Monsieur le Président,

Pour moi, déjà par ces réalisations, vous êtes grandement entré dans l’Histoire de la Côte d’Ivoire, surtout qu’en dépit du plusieurs regrettables dysfonctionnements, ce PPU avait pris en compte d’autres localités du pays. Voilà pourquoi, Monsieur le Président, je vous prie de ne pas sortir de l’Histoire à reculons. Certes, aucune gouvernance n’étant parfaite, je pourrais vous dresser un chapelet des dysfonctionnements de vos deux mandats. Mais ce serait sur-jouer un rôle d’opposant qui n’est pas encore tout à fait le mien… Mon vœux le plus cher, ce serait que vous rentriez dans l’histoire par la grande porte, en étant le Président par qui il y aurait passation pacifique des charges entre vous, Président sortant, et le président ou la présidente élu(e), comme le Ghana aime nous en offrir tous les 5 ans, en exemple achevé de la culture démocratique.

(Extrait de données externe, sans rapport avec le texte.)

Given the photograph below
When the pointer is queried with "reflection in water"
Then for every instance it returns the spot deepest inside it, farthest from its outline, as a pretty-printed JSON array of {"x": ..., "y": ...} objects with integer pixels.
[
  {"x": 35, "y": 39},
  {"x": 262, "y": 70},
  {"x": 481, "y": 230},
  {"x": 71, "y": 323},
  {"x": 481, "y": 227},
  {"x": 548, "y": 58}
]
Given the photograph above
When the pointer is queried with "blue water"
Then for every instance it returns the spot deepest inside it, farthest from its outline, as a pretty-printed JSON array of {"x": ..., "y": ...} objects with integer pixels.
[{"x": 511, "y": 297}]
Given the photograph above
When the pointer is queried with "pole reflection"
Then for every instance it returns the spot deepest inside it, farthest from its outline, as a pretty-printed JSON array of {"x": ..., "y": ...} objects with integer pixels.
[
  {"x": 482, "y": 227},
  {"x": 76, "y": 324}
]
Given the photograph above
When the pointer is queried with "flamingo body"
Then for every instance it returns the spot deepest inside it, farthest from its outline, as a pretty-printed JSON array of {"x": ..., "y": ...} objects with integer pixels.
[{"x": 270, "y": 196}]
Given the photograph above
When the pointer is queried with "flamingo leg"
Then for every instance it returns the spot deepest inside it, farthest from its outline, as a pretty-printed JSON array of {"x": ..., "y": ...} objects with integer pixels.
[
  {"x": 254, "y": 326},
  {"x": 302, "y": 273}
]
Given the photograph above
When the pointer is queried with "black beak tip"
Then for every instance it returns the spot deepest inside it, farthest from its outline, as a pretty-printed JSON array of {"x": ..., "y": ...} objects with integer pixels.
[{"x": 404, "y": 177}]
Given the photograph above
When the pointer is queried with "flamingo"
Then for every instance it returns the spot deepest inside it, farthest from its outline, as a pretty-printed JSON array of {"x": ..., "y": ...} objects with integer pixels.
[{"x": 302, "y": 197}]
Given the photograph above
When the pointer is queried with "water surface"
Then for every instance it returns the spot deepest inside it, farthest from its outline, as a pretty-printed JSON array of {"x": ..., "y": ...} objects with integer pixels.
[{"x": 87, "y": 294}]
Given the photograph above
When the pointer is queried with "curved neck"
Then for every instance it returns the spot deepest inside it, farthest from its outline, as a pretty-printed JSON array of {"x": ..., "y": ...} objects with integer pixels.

Pour ce faire, non seulement vous devriez œuvrer à un dialogue politique exclusif, travailler à mettre en place une CEI plus consensuelle qui récolte la confiance des acteurs, tout faire pour le retour des exilés et la libération des prisonniers politiques, mais aussi, et surtout, ne pas franchir le Rubicond d’un troisième mandat, erreur gravissime dans laquelle tentent de vous pousser certains des vôtres. Monsieur le Président, Vous avez la possibilité d’éviter à votre pays, la Côte d’Ivoire, une crise politique majeure, car celle-ci pourrait fragiliser les fondamentaux de notre économie et de notre société et annihilerait gravement vos efforts de construction et de progrès de notre pays. Vous êtes le garant de la paix et de la stabilité de notre pays en votre qualité de chef de l’Etat en exercice. Ne cédez pas aux lubies de celles et ceux qui, par discours et mises en scènes orchestrés, veulent satisfaire leurs propres ambitions en vous poussant dans une erreur historique qui entacherait inéluctablement votre réputation.

Excellence Monsieur le Président de la République,

Je vous sais prince comme moi, vous, descendant de l’Empereur Ouattara du Royaume de Kong, et moi, descendant de la Reine Akoua Boni, deuxième Reine du Royaume Baoulé (nom que porte notre Régente actuelle). Donc, vous savez la mission des Princes : « Œuvrer à laisser aux générations suivantes, un Royaume meilleur que celui dont on a hérité. » Monsieur le Président, la balle est dans votre camp !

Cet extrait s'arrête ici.